The students had been given time to shop for items they needed for living in their dorms, he recalled, and he and two friends stayed in town a bit longer to eat at Café Benjy.

They ordered drinks and started to make a toast to the New Year, but never got to drink it, when the first of three Hamas suicide bombers blew himself up “only five feet to our right,” said Miller.

“The force of the blast pushed me from facing forward to facing left. I thought my getting moved like that could not have been caused by clicking our glasses for the toast, then I looked down at my hand and saw it was bleeding,” he said.

“I looked for my friends to apologize and they were nowhere to be found. The table was mangled on the ground. My friend across from me had flown a few feet in the air to the left. My other friend was nowhere to be seen – he had tried to run away, avoid harm.”
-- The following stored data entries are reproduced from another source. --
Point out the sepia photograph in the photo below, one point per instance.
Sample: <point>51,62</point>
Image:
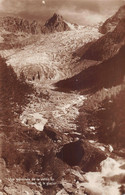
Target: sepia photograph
<point>62,97</point>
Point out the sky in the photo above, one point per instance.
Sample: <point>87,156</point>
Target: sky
<point>75,11</point>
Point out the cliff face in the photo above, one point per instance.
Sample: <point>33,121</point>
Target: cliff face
<point>110,24</point>
<point>105,47</point>
<point>54,24</point>
<point>105,75</point>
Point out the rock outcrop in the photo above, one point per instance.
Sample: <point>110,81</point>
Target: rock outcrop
<point>110,24</point>
<point>15,24</point>
<point>106,46</point>
<point>55,24</point>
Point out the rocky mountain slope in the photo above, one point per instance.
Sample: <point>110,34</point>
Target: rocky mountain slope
<point>105,47</point>
<point>13,24</point>
<point>50,142</point>
<point>104,75</point>
<point>110,24</point>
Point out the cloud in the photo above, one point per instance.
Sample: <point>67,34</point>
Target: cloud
<point>79,11</point>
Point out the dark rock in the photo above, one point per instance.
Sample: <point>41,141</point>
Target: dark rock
<point>71,153</point>
<point>56,23</point>
<point>14,24</point>
<point>110,24</point>
<point>50,133</point>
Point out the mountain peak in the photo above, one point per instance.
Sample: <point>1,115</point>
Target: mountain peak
<point>110,24</point>
<point>56,18</point>
<point>56,23</point>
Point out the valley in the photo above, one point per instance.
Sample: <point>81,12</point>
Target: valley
<point>59,135</point>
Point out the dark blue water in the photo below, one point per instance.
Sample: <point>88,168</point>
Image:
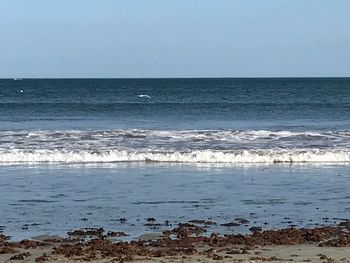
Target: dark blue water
<point>173,149</point>
<point>288,104</point>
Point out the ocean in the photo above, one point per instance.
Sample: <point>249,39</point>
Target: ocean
<point>88,152</point>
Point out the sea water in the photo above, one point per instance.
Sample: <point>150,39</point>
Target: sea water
<point>87,152</point>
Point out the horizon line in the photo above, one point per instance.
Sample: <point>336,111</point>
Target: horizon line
<point>284,77</point>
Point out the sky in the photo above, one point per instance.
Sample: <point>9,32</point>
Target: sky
<point>174,38</point>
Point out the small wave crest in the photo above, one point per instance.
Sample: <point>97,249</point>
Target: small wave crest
<point>198,156</point>
<point>182,146</point>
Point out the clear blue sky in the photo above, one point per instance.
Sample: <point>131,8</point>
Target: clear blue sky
<point>174,38</point>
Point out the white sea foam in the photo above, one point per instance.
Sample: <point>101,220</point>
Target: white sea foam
<point>204,156</point>
<point>186,146</point>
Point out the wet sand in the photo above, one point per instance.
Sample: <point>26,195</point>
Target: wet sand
<point>186,243</point>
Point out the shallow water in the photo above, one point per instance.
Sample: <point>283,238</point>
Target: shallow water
<point>56,199</point>
<point>86,152</point>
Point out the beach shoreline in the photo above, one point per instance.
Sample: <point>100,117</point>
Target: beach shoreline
<point>186,243</point>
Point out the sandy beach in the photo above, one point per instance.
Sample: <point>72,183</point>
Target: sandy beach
<point>185,243</point>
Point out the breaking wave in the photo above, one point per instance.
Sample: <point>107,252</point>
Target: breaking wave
<point>193,146</point>
<point>202,156</point>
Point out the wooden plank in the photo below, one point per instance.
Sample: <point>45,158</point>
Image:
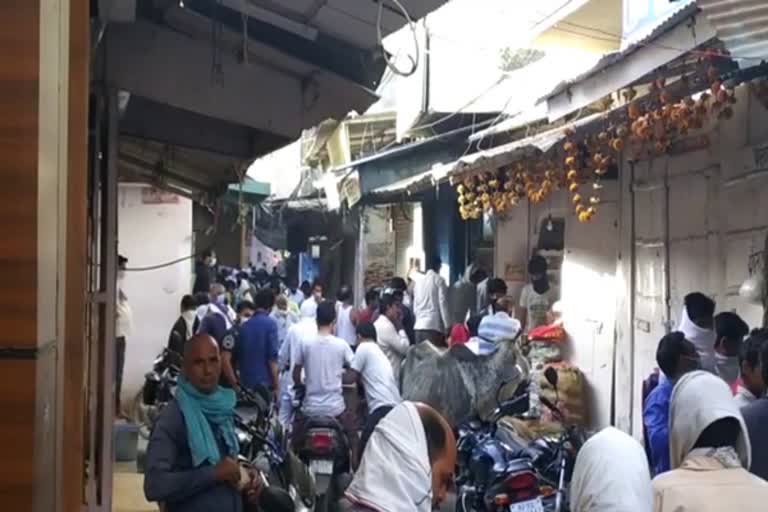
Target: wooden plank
<point>18,196</point>
<point>71,476</point>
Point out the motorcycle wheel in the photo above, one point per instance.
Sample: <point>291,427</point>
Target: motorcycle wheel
<point>462,503</point>
<point>321,503</point>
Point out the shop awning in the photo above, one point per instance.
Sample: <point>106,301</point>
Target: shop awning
<point>476,162</point>
<point>236,79</point>
<point>742,25</point>
<point>682,31</point>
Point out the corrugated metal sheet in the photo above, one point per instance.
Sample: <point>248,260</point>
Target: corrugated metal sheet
<point>490,158</point>
<point>674,18</point>
<point>741,24</point>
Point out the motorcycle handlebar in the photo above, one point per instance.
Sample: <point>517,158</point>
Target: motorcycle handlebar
<point>552,407</point>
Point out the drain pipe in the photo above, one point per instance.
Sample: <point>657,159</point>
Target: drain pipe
<point>667,253</point>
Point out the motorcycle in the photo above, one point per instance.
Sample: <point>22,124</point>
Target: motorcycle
<point>492,475</point>
<point>325,450</point>
<point>499,472</point>
<point>555,458</point>
<point>158,389</point>
<point>264,450</point>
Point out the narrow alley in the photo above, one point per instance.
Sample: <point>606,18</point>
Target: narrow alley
<point>385,255</point>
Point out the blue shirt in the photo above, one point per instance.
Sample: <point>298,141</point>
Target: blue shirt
<point>171,477</point>
<point>656,420</point>
<point>256,348</point>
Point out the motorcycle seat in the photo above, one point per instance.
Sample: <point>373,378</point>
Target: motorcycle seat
<point>323,422</point>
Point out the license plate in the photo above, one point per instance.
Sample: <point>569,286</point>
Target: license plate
<point>321,467</point>
<point>528,506</point>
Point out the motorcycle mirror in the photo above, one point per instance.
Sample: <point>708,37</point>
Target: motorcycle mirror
<point>551,375</point>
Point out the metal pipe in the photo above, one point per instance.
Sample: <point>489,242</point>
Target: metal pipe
<point>667,255</point>
<point>747,176</point>
<point>109,285</point>
<point>633,292</point>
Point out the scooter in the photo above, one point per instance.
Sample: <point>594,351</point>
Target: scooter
<point>158,389</point>
<point>555,459</point>
<point>264,449</point>
<point>492,475</point>
<point>325,449</point>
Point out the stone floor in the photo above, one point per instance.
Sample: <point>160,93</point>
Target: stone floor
<point>128,487</point>
<point>128,490</point>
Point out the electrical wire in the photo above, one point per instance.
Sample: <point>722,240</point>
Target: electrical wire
<point>614,38</point>
<point>163,265</point>
<point>380,39</point>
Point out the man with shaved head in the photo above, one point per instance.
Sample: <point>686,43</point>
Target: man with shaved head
<point>191,461</point>
<point>407,464</point>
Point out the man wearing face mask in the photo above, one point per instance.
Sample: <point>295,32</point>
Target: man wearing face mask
<point>204,268</point>
<point>675,356</point>
<point>123,325</point>
<point>217,320</point>
<point>697,323</point>
<point>186,325</point>
<point>730,330</point>
<point>230,345</point>
<point>536,297</point>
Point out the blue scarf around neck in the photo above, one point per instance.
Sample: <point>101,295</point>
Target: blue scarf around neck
<point>202,412</point>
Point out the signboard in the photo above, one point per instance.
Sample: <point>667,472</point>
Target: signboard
<point>350,189</point>
<point>151,195</point>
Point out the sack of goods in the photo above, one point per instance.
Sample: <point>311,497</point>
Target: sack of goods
<point>551,333</point>
<point>570,398</point>
<point>545,344</point>
<point>541,352</point>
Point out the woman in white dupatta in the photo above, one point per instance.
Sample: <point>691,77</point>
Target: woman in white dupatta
<point>402,470</point>
<point>709,451</point>
<point>611,475</point>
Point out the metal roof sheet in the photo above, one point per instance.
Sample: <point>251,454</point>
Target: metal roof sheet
<point>674,18</point>
<point>494,157</point>
<point>741,24</point>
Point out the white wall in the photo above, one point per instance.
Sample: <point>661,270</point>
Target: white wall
<point>715,221</point>
<point>588,284</point>
<point>148,235</point>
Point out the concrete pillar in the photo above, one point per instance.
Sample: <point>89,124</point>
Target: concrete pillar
<point>43,140</point>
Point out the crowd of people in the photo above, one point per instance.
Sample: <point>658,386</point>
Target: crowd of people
<point>702,411</point>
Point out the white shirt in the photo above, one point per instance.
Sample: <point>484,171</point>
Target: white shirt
<point>394,344</point>
<point>323,358</point>
<point>376,373</point>
<point>536,306</point>
<point>743,397</point>
<point>345,329</point>
<point>430,303</point>
<point>124,313</point>
<point>297,297</point>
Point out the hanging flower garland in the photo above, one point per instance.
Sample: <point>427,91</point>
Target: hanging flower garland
<point>651,124</point>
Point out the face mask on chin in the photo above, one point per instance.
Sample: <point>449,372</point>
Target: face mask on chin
<point>727,367</point>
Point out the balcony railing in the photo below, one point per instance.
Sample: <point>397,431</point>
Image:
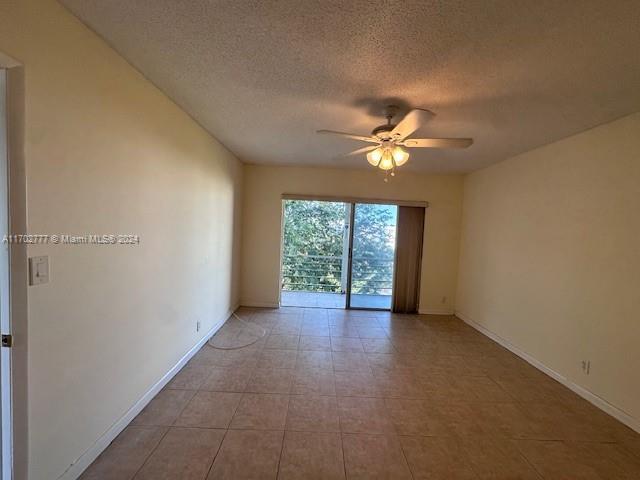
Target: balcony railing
<point>317,273</point>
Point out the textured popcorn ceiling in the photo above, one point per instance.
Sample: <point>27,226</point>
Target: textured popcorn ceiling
<point>262,76</point>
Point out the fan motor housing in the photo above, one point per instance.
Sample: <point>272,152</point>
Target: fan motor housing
<point>383,131</point>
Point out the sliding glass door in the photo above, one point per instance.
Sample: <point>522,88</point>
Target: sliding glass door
<point>338,254</point>
<point>373,245</point>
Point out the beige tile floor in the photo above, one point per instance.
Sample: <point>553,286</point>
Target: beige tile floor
<point>334,394</point>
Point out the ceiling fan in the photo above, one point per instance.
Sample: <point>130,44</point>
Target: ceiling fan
<point>391,140</point>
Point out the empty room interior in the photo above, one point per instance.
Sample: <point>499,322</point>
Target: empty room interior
<point>320,240</point>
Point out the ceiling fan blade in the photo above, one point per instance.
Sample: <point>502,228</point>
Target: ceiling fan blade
<point>438,142</point>
<point>411,122</point>
<point>361,150</point>
<point>349,135</point>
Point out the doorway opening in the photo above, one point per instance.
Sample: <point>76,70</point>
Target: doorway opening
<point>338,254</point>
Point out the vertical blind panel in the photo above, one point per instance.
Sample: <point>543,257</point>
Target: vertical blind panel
<point>406,291</point>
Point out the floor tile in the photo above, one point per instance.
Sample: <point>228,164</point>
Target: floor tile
<point>344,331</point>
<point>165,408</point>
<point>346,361</point>
<point>313,381</point>
<point>364,415</point>
<point>346,344</point>
<point>128,452</point>
<point>209,410</point>
<point>228,379</point>
<point>314,359</point>
<point>377,345</point>
<point>460,405</point>
<point>310,342</point>
<point>436,458</point>
<point>311,456</point>
<point>372,332</point>
<point>315,330</point>
<point>271,380</point>
<point>261,411</point>
<point>184,453</point>
<point>497,458</point>
<point>190,377</point>
<point>236,461</point>
<point>282,342</point>
<point>410,416</point>
<point>556,460</point>
<point>609,460</point>
<point>314,413</point>
<point>370,457</point>
<point>277,358</point>
<point>355,384</point>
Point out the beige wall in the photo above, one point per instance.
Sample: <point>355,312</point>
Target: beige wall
<point>550,257</point>
<point>106,152</point>
<point>262,205</point>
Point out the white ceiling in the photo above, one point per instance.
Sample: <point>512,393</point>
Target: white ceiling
<point>263,76</point>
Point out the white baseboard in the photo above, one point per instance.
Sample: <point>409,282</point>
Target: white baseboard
<point>591,397</point>
<point>89,455</point>
<point>252,304</point>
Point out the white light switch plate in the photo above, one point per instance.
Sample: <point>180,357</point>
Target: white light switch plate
<point>39,270</point>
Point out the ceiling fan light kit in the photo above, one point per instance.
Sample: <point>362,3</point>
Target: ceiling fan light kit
<point>391,140</point>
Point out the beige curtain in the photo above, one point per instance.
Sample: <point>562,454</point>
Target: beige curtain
<point>406,281</point>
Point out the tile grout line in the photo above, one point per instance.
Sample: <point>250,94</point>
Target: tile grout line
<point>146,460</point>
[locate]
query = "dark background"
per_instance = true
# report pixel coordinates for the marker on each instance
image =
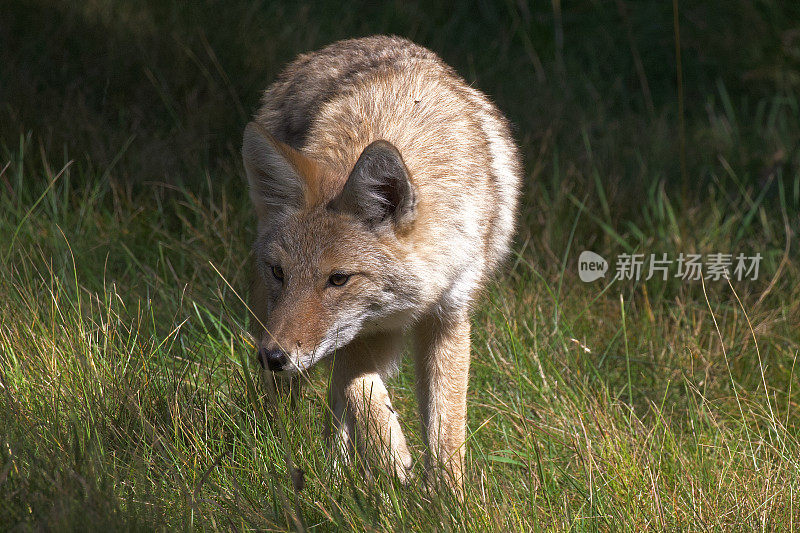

Describing the next bomb to go off he said, “I locked eyes with someone across the street and 10 seconds later I saw him blow up after saying Alahu akbar. Then I realized what was happening, that I was the victim of a suicide bombing, and I ran into a café to get out of harm’s way,” Miller said.

His and other cases started getting filed in 2001 and led to a US federal court judgment in 2007 for $2.65 billion, but no one had any hope of collecting on Iran, which had no apparent assets to seize in the US.

During his long legal battle, Miller has been represented by Nitsana Darshan- Leitner of Shurat Hadin and David Strachman as local counsel.

A breakthrough was made when assets were found in 2008-2010, which allowed legal proceedings to move forward to seize them, culminating with a lower court win for Miller and hundreds of other plaintiffs in 2014 – a win which Iran appealed to the US Supreme Court.

Miller explained, “I’ve been very attached to the case, not just for compensation, which is important, but to bring Iran and the perpetrators of the attack to justice…I wanted to do something… the hearing at the Supreme Court was an emotional experience for me.”

Miller said that even before the hearing, while sitting in the Supreme Court building café, he “started tearing up seeing all the terrorism victims coming together to make the regime fight for itself and answer for its crimes, seeing that the victims can bring it to the highest court in our land.”

From attending the oral arguments before the Supreme Court, he stated, “my impression of the arguments was positive...I do feel the majority will come out on our side,” said Miller.

He said there is “one common denominator even with terrorists: What everyone understands is money. If they can’t fund their attacks, you have a chance of winning the battle…There is power being at the Supreme Court…making history, it is a huge victory for the war on terrorism.”

The Supreme Court is expected to rule by the end of the court cycle in June.